G2/G3/G4 MCP tools missing from `mcp_serve.list_tools()` despite create_mcp_server() registration

[PowerCreek]

9th cascade bug, follow-up to #82/#83/#85/#86 + #79.

Observed

Worker (post-autowire) reports asyncio.run(srv.list_tools()) returns only canvas/conversation/messages/channels tools — missing all 6 G2/G3/G4 tools: silo_query, confer_run, file_issue, lane_h_list, lane_h_fetch, grafted_context_fetch.

Investigation

Direct invocation in dev workspace:

from mcp_serve import create_mcp_server
mcp = create_mcp_server()
import asyncio
[t.name for t in asyncio.run(mcp.list_tools())]  # → 32 tools including all 6

The G2/G3/G4 registrars (_register_devagentic_mutation_tools, _register_github_tools, _register_lane_h_tools) exist in mcp_serve.py:1447/1569/1659 AND are called from create_mcp_server at lines 877-879. Each uses @mcp.tool() decorators unconditionally — they don't gate on plugin availability (only the tool bodies check via _resolve_*_client).

So in dev, registration works. The deployment-side discrepancy is one of:

1. Deployed wheel has mcp_serve.py from a commit predating the registrar additions (b05444c / 7059267 / c0f017b)
2. A silent exception in one of the registrars during create_mcp_server (currently no try/except — would crash the server entirely, inconsistent with "some tools registered")
3. FastMCP version mismatch / list_tools visibility behavior change

Fix (defensive hardening — addresses all 3 possibilities)
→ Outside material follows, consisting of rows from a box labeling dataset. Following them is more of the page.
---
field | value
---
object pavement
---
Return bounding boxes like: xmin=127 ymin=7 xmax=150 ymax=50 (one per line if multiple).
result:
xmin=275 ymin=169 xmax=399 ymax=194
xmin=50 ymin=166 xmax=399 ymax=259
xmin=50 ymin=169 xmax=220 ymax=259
1. Wrap each registrar call in create_mcp_server with try/except + WARN log. If one registrar fails (e.g., import error), the others still register + the failure is visible in stderr, instead of silently killing the server.
2. Boot-time log line: MCP server: registered N tools: [silo_query, confer_run, ...]. Visible in MCP subprocess stderr → worker logs. Tells us EXACTLY what's registered on each deploy.
3. Contract test: assert create_mcp_server() registers all 6 required G2/G3/G4 tools by name. Catches future regressions where a registrar is removed or its decorator path breaks.

Out of scope

A bigger refactor to make plugin register(ctx) own its MCP tool surface (delegating to plugin-side register_mcp_tools(mcp) functions called by an mcp_serve loader) is appealing but a larger change. File separately if desired.

Acceptance

• Deployed worker logs MCP server: registered N tools: [...] on subprocess spawn, exposing exactly which tools are present in that wheel.
• Contract test catches any future drop of a G2/G3/G4 registrar.
• One failing registrar no longer takes down peer registrars.

Severity

Final integration gap for poly-explorer end-to-end tool surface.

[PowerCreek]

Standing down — false alarm. Full mcp_serve.list_tools() actually returns all 32 tools including grafted_context_fetch, confer_run, silo_query, file_issue, lane_h_list, lane_h_fetch. The initial truncated enumeration cut off mid-list and made it look like the G2/G3/G4 tools were missing — they're not. Registration is fine.

The real remaining issue is the tool-paralysis ceiling (still hitting empty-response with 52 tools attached). #87 (HERMES_TOOLS_SUBSET extended to MCP tools) is the right fix; operator just needs to use the exact MCP-prefixed names like mcp_hermes-internal_grafted_context_fetch.

Downgrading scope

The defensive hardening + boot-time logging is still genuinely useful — boot-line MCP server boot: registered N tools would have prevented this very false alarm by removing the need to truncate-enumerate. Keep the issue open for opportunistic pickup, but not urgent / not on the critical path.